Para el Estado, el desafío será convertir el acuerdo político en una política salarial ejecutable y sostenible. Para los médicos, la decisión inmediata será determinar si la mejora obtenida es suficiente para desactivar la huelga.

El próximo paso, por tanto, ya no depende exclusivamente de una mesa entre Gobierno y gremio. Depende de la asamblea de médicos que deberá resolver si el acuerdo firmado alcanza para dejar sin efecto la paralización de septiembre.

¿Qué revela el acuerdo sobre el poder de negociación en Salud?

La negociación muestra cómo un conflicto laboral puede trasladarse rápidamente al terreno presupuestario y político cuando afecta un servicio esencial.

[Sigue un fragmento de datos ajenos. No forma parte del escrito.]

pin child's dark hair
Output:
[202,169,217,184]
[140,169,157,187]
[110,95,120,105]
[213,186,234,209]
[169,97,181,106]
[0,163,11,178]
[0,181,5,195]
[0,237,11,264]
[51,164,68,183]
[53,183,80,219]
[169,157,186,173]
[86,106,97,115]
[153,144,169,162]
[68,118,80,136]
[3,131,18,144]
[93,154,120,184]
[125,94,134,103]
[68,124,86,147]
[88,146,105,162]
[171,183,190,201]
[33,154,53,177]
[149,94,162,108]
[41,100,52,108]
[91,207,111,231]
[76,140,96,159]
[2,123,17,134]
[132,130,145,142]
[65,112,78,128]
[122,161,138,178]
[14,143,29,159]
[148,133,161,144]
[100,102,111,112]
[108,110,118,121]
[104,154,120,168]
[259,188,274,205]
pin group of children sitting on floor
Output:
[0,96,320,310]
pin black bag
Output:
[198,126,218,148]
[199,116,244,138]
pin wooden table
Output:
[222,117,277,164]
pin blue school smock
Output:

El Ejecutivo terminó modificando su propuesta inicial, mientras el Senado asumió un papel de intermediación y los médicos mantuvieron la presión mediante la amenaza de una nueva huelga. La resolución también coincidió con un cambio en la conducción del Ministerio de Salud, lo que elevó el costo político de mantener abierto el conflicto.

Desde la perspectiva de gobernabilidad, el acuerdo reduce una tensión que había escalado durante varias semanas. Desde el punto de vista fiscal, abre un compromiso que deberá reflejarse en el presupuesto y en la planificación de recursos humanos del Estado.

La señal institucional más relevante será ahora la capacidad del Gobierno para cumplir lo acordado y transformar el entendimiento salarial en una implementación verificable. La asamblea de los médicos definirá si la primera parte del conflicto queda cerrada; el presupuesto de 2027 mostrará cuánto de ese acuerdo puede convertirse en política pública efectiva.